Quickstart: LlamaRank
Try out Salesforce's LlamaRank exclusively on Together's Rerank API
The Together AI platform makes it easy to run state-of-the-art models using only a few lines of code. LlamaRank is a proprietary reranker model developed by Salesforce AI Research that has been shown to outperform competitive reranker models like Cohere Rerank v3 and Mistral-7B QLM on accuracy.
Reranker models improve search relevancy by reassessing and reordering a set of retrieved documents based on their relevance to a given query. It takes a query
and a set of text inputs (called documents
), and returns a relevancy score for each document relative to the given query. In RAG pipelines, the reranking step sits between the initial retrieval step and the final generation phase, enhancing the quality of information fed into language models.
Try out Salesforce's LlamaRank exclusively on Together's serverless Rerank API endpoint. Together's Rerank API is Cohere compatible, making it easy to integrate into your existing applications.
Key specs of Together Rerank + LlamaRank
LlamaRank along with Together Rerank has the following key specs:
- Support for JSON and tabular data
- Long 8000 token context per document
- LlamaRank has been shown to outperform other models on accuracy for general docs and code.

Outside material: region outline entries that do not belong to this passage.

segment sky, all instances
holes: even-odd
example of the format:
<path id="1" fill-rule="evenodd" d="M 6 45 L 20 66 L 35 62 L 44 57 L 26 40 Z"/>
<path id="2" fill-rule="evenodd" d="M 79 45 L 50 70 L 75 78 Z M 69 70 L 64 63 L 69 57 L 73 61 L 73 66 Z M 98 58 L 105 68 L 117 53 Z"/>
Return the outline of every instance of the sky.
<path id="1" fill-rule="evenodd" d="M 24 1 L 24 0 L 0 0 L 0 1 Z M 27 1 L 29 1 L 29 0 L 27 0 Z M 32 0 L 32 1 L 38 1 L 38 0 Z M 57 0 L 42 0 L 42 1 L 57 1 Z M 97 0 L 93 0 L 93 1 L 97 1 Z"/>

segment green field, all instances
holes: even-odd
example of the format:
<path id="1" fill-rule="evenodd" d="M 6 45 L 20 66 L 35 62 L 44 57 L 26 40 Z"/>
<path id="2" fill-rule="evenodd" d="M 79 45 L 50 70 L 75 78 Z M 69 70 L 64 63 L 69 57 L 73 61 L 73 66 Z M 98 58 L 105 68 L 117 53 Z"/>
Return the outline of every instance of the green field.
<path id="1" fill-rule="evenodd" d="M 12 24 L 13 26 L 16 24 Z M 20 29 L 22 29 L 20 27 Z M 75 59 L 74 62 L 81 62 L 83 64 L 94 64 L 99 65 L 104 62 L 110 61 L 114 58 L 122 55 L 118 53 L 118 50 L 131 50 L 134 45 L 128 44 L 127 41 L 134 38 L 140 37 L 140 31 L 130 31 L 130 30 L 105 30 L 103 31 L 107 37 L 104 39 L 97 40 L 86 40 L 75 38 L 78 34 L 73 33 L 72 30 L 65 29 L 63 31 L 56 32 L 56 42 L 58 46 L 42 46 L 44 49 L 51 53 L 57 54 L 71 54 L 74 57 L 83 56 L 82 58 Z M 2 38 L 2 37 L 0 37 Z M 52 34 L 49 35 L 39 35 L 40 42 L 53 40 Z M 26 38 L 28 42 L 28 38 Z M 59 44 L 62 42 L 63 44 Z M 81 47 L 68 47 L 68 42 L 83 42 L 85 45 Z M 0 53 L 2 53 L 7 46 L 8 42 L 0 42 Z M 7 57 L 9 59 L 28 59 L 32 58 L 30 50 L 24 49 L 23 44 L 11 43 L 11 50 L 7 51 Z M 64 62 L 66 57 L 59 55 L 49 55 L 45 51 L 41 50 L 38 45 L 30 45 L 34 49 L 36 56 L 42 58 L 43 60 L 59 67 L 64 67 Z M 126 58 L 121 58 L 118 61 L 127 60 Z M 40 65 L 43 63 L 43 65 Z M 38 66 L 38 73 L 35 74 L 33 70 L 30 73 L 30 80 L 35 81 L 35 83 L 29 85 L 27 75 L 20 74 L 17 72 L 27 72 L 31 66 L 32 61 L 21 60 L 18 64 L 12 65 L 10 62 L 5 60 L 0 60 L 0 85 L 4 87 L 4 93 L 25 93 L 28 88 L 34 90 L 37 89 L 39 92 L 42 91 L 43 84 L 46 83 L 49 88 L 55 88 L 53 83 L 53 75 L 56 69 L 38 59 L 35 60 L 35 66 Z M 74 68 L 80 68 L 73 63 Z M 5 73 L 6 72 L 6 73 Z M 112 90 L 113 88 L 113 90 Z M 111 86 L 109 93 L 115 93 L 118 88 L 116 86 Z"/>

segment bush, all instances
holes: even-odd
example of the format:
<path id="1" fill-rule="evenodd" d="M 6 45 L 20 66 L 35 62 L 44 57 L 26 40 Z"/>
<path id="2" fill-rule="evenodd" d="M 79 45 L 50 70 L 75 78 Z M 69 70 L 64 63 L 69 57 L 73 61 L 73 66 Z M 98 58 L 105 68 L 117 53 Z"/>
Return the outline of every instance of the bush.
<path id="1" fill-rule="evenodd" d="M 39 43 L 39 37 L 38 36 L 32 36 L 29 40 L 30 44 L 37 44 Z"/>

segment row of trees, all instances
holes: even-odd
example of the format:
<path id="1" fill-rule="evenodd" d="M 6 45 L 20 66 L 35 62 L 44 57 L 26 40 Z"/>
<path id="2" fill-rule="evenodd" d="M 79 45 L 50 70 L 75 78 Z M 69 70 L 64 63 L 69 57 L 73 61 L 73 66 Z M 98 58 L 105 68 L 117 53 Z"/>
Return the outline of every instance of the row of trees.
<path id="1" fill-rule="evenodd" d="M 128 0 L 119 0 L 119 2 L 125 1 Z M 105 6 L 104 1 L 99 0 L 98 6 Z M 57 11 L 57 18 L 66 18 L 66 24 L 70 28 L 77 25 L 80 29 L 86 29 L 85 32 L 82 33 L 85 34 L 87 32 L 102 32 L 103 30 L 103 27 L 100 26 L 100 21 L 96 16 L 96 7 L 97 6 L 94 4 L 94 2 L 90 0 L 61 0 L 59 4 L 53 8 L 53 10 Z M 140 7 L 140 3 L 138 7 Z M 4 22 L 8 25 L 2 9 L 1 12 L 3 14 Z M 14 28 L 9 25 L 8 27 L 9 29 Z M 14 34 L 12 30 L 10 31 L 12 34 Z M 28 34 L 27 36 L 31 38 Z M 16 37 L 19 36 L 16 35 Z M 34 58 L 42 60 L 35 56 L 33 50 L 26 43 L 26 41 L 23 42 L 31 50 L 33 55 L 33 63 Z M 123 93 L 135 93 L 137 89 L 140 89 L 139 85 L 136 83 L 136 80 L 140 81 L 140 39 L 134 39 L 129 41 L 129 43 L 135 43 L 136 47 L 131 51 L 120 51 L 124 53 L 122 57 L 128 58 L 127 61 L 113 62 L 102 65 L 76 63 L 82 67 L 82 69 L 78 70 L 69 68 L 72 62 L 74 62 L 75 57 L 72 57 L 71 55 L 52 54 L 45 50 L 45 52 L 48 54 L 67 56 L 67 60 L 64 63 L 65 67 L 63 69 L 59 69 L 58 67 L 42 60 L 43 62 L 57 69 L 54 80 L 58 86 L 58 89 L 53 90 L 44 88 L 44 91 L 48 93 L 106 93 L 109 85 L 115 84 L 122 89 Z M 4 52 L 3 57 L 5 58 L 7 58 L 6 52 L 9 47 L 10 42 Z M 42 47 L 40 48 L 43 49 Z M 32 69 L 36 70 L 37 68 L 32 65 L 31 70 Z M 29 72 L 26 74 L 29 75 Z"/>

- Compatible with Cohere's Rerank API
- Low latency for fast search queries
- Linear relevancy scores, making it easier to interpret
Quickstart
1. Get your Together API key
First, register for an account to get an API key. New accounts come with $5 in free credits to get started.
Once you've registered, set your account's API key to an environment variable named TOGETHER_API_KEY
:
export TOGETHER_API_KEY=xxxxx
2. Install your preferred library
Together provides an official library for Python:
pip install together --upgrade
As well as an official library for TypeScript/JavaScript:
npm install together-ai
You can also call our HTTP API directly using any language you like.
3. Run your first reranking query against LlamaRank
In the example below, we use the Rerank API endpoint to index the list of documents
from most to least relevant to the query What animals can I find near Peru?
.
from together import Together
client = Together()
query = "What animals can I find near Peru?"
documents = [
"The giant panda (Ailuropoda melanoleuca), also known as the panda bear or simply panda, is a bear species endemic to China.",
"The llama is a domesticated South American camelid, widely used as a meat and pack animal by Andean cultures since the pre-Columbian era.",
"The wild Bactrian camel (Camelus ferus) is an endangered species of camel endemic to Northwest China and southwestern Mongolia.",
"The guanaco is a camelid native to South America, closely related to the llama. Guanacos are one of two wild South American camelids; the other species is the vicuña, which lives at higher elevations.",
]
response = client.rerank.create(
model="Salesforce/Llama-Rank-V1",
query=query,
documents=documents,
top_n=2
)
for result in response.results:
print(f"Document Index: {result.index}")
print(f"Document: {documents[result.index]}")
print(f"Relevance Score: {result.relevance_score}")
In the example above, the documents being passed in are a list of strings, but Together's Rerank API also supports JSON data.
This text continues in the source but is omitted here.